Sometimes you ride a wave.

Sometimes you ride a wave.

There was a post-race euphoria, as I’d expected there would be.  Then I signed up for another race to give myself a new goal and try to avoid the post-race blues.  Everything’s going great! I’m meeting new people, some of whom are quite interesting and intriguing.  A good friend is even trying to set me up with one of their other good friends.  I went on a little vacation, and I’m getting back to what I love: riding my butt off.  Sometimes you ride a wave for a while.

I really ought to have known it would only be a matter of time before reality came back with a vengeance. After you ride that wave awhile, eventually it comes crashing down.  I’m not excited about training and I’m dreading the swim portion of my olympic triathlon because I likely will not be allowed a wetsuit. While I am riding a little more frequently, for whatever reason I don’t seem to be getting any faster.  I don’t think I’m even as fast as I was at this time last year, in spite of a similar amount of training and higher intensity. I haven’t been able to lose any weight and I’m still drinking too much, and sometimes still for the wrong reasons. My shins still hurt like a bitch when I run, and I’m running SLOWER now.

Socially, I REALLY should have been smarter than to think that anything would be different. Anyone I have met has ultimately just put me on the old, familiar anticipation/disappointment/hope/excitement/confusion/frustration scrambler.  My friend who was doing the match making is now on her way to Africa for 27 months and the potential match is tepid towards me at best. I wish I didn’t care, but it’s wearing me out.  Why on earth am I so optimistic about things that are so obviously wrong?  I mean, I spent $50 and two and a half hours a few weeks ago on a woman whom I was convinced had potential.  Then, ultimately wasn’t even surprised when she spent more time talking to the bartender about their cats and was more excited about that conversation than she has ever been to talk to me.  HOW DO I FUCK THESE THINGS UP?  If you’re not surprised when something like that happens, you’re doing something wrong.  I also compromised my anonymity with this project.  It was a bad decision made with good intentions, but a bad decision for me none-the-less.  Now I’ll have to deal with the consequences.

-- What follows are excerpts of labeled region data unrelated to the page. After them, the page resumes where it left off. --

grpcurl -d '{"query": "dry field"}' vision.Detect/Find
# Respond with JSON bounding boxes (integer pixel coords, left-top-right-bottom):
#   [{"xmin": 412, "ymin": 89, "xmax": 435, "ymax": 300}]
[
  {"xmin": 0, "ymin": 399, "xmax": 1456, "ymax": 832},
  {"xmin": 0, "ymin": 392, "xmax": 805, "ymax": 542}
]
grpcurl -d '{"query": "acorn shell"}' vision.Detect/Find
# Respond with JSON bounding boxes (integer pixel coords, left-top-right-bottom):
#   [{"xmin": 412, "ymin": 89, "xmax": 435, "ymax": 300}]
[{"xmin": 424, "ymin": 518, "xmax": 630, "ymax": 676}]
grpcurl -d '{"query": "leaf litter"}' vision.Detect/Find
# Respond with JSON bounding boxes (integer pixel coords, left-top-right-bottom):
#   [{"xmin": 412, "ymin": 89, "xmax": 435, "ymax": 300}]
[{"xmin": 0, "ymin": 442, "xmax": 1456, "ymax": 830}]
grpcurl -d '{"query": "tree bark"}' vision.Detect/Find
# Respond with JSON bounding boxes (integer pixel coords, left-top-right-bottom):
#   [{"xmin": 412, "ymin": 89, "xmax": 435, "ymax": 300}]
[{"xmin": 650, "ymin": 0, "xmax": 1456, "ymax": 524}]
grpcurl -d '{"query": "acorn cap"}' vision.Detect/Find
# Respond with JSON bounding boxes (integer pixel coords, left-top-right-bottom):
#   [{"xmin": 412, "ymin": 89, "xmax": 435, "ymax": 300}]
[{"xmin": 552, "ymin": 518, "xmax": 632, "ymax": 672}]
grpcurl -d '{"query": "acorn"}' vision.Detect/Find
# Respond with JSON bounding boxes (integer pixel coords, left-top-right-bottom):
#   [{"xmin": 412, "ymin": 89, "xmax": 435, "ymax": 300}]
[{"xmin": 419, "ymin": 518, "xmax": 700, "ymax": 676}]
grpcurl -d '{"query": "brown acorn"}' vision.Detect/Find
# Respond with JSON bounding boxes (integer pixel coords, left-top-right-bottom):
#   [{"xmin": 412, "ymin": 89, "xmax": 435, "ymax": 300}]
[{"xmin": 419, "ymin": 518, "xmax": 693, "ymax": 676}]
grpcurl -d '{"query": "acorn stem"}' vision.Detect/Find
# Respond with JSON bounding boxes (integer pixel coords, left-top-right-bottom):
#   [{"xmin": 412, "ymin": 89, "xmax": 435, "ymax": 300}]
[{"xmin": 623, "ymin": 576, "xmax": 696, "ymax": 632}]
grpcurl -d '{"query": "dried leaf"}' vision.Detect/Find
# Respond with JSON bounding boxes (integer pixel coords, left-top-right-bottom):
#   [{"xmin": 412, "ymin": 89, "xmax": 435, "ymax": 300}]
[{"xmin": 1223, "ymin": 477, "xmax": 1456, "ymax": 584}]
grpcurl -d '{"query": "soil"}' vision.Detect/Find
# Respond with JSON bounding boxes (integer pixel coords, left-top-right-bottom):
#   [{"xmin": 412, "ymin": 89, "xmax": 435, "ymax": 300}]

I joined running club back in January to meet people, and the fall session is starting up. I’m in a group with more potential friends and a few single women this time around.  Realistically, though, if the result last time was that people thought I was gay because I never EVER hit on women there, the results this time are unlikely to be improved.  I do have some pretty good friends there, but as far as anything beyond that, I think I’m slated to always be “the goofy bike dude with the ridiculous glasses and lycra”.  In other words, I’m the Shakespearean fool, witty and perhaps wise, but never to be the hero, never the protagonist, never the victor.

Adjusting expectations is maybe the next step.  And getting a new job, because expecting this one to ever improve is as dumb as expecting my love life to improve.  I’m never going to be fast.  I’m never going to be particularly lucky.  I’m also always going to be funny.  And I’m always going to be okay in the end.  My confidence has been boosted, my coping skills honed, and I’m a better, happier, and more self-sufficient person than I was 6 months ago.  I think I accomplished a lot of good work on myself, but that doesn’t mean it’s not still dark.

This is all normal shit, so why does it bother me so much?  I’ve done a lot, and I like the person I have become.  I like how I treat other people even though it blows up in my face a lot.  I’m better than I was, but still not better.  I avoid the darkest pits, but still can’t shake the shadows.

I think I need to ride more.  I think I need a dog too.  I need to catch another wave.